Bilateral limb phase relationship and its potential to alter muscle activity phasing during locomotion post-stroke

Hemiparesis is a major consequence post-stroke and can result in loss of locomotor function. Specifically, muscle coordination deficits are well recognized in both the paretic and non-paretic limbs. In this series of studies, we examined the extent to which inappropriate muscle phasing in the paretic limb can be influenced by the relative angular relationship of the non-paretic limb, both for an exposure period and after short bouts of adaptation training using a split-crank bicycle ergometer.;Our results showed that manipulating the relative angular positions of limbs in a pedaling task caused muscle activity phasing changes that were either delayed or advanced, dependent on the relative spatial position of the two cranks and this relationship is well-explained by a sine curve. More importantly, these findings provided new evidence that muscle phasing can be "systematically" influenced by interlimb pathways. Then, we sought to examine the extent to which the impaired nervous system can adapt new patterns of muscle activity phasing following short bouts of training. We demonstrated that both intact and impaired nervous systems are capable of generating muscle phasing aftereffects that persisted for at least ten minutes.

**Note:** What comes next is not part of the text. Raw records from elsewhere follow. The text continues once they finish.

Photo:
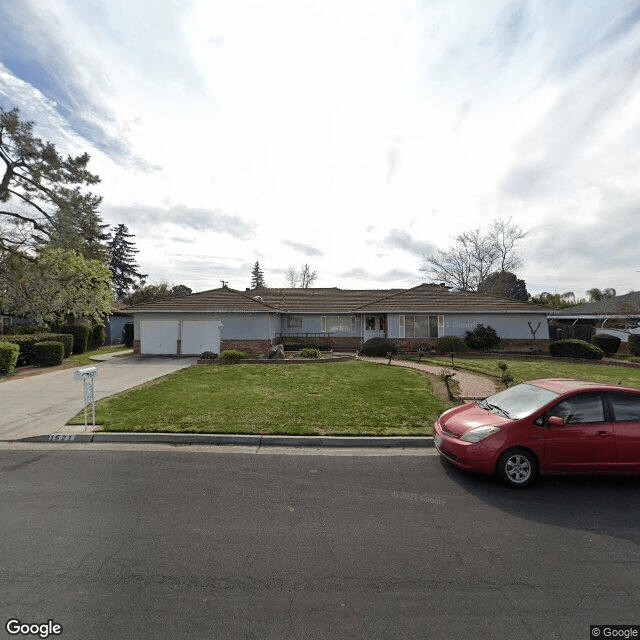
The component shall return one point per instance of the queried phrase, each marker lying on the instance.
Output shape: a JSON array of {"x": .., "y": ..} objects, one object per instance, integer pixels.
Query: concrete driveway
[{"x": 41, "y": 405}]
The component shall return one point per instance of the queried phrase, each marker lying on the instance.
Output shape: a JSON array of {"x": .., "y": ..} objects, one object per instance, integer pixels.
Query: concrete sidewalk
[{"x": 42, "y": 404}]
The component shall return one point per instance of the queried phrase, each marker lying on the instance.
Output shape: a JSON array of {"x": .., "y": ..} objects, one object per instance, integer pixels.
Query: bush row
[{"x": 26, "y": 343}]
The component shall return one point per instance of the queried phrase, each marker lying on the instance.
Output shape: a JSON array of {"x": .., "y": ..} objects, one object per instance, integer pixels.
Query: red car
[{"x": 544, "y": 427}]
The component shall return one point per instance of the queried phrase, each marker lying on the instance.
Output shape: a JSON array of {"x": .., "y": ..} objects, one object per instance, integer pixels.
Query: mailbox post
[{"x": 88, "y": 375}]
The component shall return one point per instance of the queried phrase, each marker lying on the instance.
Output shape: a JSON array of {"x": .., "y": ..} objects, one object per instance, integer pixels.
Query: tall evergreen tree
[
  {"x": 257, "y": 277},
  {"x": 122, "y": 264}
]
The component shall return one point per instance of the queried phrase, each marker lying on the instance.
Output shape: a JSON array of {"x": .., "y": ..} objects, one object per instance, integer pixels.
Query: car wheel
[{"x": 518, "y": 468}]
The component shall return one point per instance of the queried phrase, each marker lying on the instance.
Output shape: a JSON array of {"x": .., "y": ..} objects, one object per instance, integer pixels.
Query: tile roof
[
  {"x": 320, "y": 300},
  {"x": 222, "y": 300},
  {"x": 433, "y": 298},
  {"x": 425, "y": 298},
  {"x": 628, "y": 304}
]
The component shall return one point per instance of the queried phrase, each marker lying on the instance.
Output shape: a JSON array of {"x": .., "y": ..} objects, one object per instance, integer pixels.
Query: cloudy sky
[{"x": 353, "y": 135}]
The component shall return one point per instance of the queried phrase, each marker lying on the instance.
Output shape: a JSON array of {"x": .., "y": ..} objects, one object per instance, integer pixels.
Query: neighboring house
[
  {"x": 619, "y": 316},
  {"x": 254, "y": 320}
]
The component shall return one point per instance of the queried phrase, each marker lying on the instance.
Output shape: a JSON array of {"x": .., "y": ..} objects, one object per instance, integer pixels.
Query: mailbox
[{"x": 87, "y": 372}]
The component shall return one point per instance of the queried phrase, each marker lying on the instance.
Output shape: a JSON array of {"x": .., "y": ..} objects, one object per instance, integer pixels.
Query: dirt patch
[{"x": 439, "y": 388}]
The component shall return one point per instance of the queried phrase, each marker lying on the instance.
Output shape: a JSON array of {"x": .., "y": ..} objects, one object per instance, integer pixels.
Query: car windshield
[{"x": 519, "y": 401}]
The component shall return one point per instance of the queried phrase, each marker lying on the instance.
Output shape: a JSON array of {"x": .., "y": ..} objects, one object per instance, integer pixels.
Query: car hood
[{"x": 463, "y": 419}]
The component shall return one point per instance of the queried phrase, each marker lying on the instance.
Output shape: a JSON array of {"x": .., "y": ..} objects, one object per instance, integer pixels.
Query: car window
[
  {"x": 626, "y": 406},
  {"x": 586, "y": 407}
]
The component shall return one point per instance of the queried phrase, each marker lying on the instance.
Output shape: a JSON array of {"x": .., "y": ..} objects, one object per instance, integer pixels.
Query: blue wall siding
[{"x": 509, "y": 327}]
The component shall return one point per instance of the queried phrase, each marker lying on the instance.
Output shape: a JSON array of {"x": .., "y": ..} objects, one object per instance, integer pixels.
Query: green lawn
[
  {"x": 532, "y": 369},
  {"x": 343, "y": 398}
]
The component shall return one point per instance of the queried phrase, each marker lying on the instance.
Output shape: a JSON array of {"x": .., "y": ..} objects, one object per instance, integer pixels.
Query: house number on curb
[{"x": 88, "y": 375}]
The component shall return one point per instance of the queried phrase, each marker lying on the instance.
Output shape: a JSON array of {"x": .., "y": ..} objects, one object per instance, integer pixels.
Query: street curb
[{"x": 237, "y": 439}]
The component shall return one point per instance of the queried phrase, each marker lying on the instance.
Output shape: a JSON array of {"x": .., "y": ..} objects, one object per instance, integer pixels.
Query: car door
[
  {"x": 585, "y": 442},
  {"x": 625, "y": 407}
]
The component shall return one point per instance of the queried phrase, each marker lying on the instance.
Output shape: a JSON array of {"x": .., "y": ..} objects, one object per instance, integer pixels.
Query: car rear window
[{"x": 626, "y": 406}]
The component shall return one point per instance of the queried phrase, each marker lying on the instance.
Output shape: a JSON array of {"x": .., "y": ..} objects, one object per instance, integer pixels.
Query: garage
[
  {"x": 199, "y": 336},
  {"x": 159, "y": 337}
]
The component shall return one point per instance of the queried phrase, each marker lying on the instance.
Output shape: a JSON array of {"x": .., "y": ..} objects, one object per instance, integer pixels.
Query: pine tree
[
  {"x": 122, "y": 264},
  {"x": 257, "y": 277}
]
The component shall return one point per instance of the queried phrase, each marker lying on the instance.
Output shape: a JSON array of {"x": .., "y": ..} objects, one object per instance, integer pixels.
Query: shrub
[
  {"x": 80, "y": 333},
  {"x": 28, "y": 330},
  {"x": 379, "y": 347},
  {"x": 127, "y": 334},
  {"x": 9, "y": 352},
  {"x": 309, "y": 352},
  {"x": 574, "y": 348},
  {"x": 482, "y": 338},
  {"x": 450, "y": 344},
  {"x": 634, "y": 344},
  {"x": 48, "y": 353},
  {"x": 26, "y": 342},
  {"x": 608, "y": 343},
  {"x": 233, "y": 355}
]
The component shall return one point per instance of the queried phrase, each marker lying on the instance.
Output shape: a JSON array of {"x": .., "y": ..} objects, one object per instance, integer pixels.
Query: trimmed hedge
[
  {"x": 28, "y": 330},
  {"x": 48, "y": 353},
  {"x": 574, "y": 348},
  {"x": 608, "y": 343},
  {"x": 9, "y": 352},
  {"x": 26, "y": 342},
  {"x": 308, "y": 352},
  {"x": 450, "y": 344},
  {"x": 379, "y": 347}
]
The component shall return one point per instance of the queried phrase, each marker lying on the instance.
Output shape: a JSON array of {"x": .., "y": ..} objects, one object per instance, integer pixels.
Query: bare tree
[
  {"x": 307, "y": 277},
  {"x": 292, "y": 277},
  {"x": 476, "y": 254}
]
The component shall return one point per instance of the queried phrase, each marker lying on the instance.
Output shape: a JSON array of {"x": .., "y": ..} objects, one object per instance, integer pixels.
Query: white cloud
[{"x": 358, "y": 133}]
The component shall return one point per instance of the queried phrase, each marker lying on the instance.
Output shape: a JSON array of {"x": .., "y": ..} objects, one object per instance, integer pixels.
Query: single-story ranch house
[
  {"x": 254, "y": 320},
  {"x": 618, "y": 316}
]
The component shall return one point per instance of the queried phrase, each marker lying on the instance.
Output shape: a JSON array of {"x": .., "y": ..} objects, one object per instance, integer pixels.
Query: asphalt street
[{"x": 206, "y": 542}]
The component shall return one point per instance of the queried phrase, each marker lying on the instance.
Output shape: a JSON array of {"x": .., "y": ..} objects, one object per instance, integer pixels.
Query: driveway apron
[{"x": 42, "y": 404}]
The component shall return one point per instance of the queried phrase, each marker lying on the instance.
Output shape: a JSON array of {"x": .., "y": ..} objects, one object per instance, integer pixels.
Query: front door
[
  {"x": 375, "y": 326},
  {"x": 585, "y": 442}
]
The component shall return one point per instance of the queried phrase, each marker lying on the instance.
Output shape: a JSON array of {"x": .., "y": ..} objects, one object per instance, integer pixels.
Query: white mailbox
[
  {"x": 87, "y": 375},
  {"x": 87, "y": 372}
]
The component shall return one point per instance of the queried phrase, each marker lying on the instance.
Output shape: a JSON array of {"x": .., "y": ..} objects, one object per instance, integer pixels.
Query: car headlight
[{"x": 479, "y": 433}]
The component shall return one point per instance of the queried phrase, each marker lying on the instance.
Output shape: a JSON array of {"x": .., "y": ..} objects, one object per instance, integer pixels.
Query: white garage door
[
  {"x": 199, "y": 336},
  {"x": 158, "y": 337}
]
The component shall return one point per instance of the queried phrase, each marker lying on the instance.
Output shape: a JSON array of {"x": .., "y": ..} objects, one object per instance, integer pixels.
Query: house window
[
  {"x": 422, "y": 326},
  {"x": 338, "y": 324}
]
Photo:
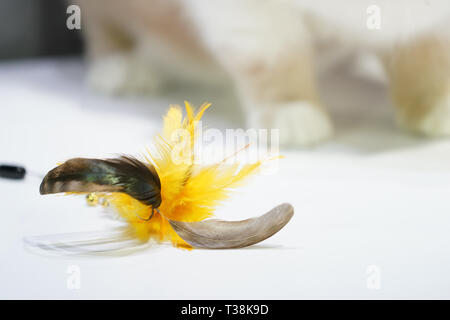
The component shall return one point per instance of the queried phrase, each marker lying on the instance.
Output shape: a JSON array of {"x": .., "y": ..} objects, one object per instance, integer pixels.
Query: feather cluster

However, for neurologically intact individuals, these aftereffects were observed only in the leg that was in the following position whereas for people with cerebral stroke, the aftereffects were found only in the leg that was in the leading position during the adaptation period. Since the results were dependent on whether the leg was following vs leading, we describe these states as "temporal" rather than "spatial". Our findings provided novel evidence to suggest that adapting a new muscle phasing pattern during a bilateral locomotor task depends critically on the relative "temporal" position of the contralateral limb.;Our results provide a better understanding of the neural mechanisms underlying muscle phasing abnormalities and the capability of the impaired, post-stroke nervous system to produce a more normalized phasing pattern. The neurophysiological and functional knowledge from these studies are expected to lead to the development of a novel rehabilitation intervention that can impact functional outcomes associated with walking ability.